An embodiment of the invention is 3 D-printing object, wherein the material is 100% biology base and wraps The nano-cellulose of the dry matter of alginates and 1 to 30 weight % containing 10 to 20 weight %.
According to another embodiment, 3 D-printing object includes the sugar alcohol of 5 to 95 weight %, especially glycerol or its derivative Object.
Term " glycerol " (glycerol) and " glycerol " (glycerine) are used interchangeably herein.
It should be understood that embodiment disclosed by the invention is not limited to specific structure, processing step or material disclosed herein, and It is to extend to its equivalent, as those of ordinary skill in the related art will be recognized.It should also be understood that terminology employed herein It is only used for the purpose of description particular implementation, rather than it is restrictive.

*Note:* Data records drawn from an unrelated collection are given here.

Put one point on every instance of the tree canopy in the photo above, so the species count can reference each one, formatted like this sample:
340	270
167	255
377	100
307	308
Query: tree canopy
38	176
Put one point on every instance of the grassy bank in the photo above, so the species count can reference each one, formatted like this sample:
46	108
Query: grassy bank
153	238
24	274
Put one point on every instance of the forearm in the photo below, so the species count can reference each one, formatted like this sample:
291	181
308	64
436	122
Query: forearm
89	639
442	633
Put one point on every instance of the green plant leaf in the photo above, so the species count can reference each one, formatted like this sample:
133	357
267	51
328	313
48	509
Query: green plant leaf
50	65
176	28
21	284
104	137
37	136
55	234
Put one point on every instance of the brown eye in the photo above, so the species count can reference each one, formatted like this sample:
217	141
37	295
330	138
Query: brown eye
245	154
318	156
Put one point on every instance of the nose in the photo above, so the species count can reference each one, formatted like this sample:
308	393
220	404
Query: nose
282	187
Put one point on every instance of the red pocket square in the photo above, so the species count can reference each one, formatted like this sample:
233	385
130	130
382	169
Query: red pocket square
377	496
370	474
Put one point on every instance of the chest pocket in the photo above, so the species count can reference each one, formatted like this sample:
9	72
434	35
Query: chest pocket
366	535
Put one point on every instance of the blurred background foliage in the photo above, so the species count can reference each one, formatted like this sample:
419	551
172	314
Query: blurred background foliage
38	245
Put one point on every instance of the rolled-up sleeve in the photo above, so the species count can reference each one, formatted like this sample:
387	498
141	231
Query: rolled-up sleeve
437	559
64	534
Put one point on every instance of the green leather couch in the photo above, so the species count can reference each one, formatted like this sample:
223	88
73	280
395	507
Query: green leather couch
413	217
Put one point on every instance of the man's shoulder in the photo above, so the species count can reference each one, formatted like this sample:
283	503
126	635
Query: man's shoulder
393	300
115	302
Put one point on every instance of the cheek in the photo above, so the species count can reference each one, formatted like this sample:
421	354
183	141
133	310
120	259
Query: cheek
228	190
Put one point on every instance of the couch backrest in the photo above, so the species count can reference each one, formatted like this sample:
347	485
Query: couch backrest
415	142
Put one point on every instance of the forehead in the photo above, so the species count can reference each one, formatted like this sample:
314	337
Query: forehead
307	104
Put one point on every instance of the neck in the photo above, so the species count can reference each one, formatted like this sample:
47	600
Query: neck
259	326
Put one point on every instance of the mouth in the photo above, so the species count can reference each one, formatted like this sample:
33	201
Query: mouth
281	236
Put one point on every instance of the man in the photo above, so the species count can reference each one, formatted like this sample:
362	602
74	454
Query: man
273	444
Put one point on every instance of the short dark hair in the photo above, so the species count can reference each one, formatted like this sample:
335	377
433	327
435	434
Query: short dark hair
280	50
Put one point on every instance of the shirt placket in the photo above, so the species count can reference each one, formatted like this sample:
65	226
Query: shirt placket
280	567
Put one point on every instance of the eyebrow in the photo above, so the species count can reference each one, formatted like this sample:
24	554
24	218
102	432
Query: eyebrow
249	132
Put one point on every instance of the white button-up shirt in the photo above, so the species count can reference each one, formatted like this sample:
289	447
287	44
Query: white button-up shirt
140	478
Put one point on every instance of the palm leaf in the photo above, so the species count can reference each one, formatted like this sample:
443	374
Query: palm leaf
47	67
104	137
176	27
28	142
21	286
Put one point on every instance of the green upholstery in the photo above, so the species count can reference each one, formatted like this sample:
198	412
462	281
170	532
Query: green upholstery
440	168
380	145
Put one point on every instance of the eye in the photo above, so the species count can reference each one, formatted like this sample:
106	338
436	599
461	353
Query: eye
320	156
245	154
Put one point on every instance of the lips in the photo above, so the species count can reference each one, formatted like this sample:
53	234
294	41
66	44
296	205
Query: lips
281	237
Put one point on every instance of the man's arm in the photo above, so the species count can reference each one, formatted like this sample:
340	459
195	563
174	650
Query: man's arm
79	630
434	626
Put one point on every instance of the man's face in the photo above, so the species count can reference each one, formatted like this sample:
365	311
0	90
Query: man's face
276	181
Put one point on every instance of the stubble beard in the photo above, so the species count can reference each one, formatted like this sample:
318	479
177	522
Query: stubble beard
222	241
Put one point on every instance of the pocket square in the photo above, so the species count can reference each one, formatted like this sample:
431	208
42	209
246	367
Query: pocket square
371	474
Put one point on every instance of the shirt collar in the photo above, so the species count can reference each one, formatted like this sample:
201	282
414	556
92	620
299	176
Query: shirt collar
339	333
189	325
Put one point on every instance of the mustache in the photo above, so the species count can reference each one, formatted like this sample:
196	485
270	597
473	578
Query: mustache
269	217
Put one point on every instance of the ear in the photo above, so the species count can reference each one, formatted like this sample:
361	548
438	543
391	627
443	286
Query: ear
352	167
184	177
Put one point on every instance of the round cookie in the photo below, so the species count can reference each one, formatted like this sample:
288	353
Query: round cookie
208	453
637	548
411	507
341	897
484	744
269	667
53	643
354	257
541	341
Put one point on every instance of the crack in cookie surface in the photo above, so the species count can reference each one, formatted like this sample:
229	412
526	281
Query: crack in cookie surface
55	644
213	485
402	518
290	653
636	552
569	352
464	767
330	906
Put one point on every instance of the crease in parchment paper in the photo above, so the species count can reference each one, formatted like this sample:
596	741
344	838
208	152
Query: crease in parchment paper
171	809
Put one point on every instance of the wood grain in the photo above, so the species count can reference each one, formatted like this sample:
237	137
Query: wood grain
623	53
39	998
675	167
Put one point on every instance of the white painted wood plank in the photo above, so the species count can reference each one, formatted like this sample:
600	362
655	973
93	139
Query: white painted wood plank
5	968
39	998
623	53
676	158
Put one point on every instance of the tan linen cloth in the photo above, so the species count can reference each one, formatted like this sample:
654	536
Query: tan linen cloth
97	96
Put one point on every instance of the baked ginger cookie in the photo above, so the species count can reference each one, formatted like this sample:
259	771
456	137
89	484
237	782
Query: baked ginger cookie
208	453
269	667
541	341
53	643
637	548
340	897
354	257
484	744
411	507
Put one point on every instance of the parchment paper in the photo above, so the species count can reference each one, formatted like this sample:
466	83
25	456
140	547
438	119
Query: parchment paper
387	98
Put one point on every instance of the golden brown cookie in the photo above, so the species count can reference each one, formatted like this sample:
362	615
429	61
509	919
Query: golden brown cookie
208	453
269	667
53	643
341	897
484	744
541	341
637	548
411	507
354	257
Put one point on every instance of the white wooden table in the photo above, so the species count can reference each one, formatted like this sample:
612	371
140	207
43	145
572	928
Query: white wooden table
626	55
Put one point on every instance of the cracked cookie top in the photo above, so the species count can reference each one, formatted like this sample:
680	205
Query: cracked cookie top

The reference of one embodiment or embodiment is meaned through this specification to combine embodiment description A particular feature, structure, or characteristic includes at least one embodiment of the invention.Therefore, through this specification eachly The phrase " in one embodiment " that just occurs is not necessarily all referring to identical embodiment " in embodiments ".Make For example about or substantially in the case where referential data, accurate numerical value is also disclosed with term.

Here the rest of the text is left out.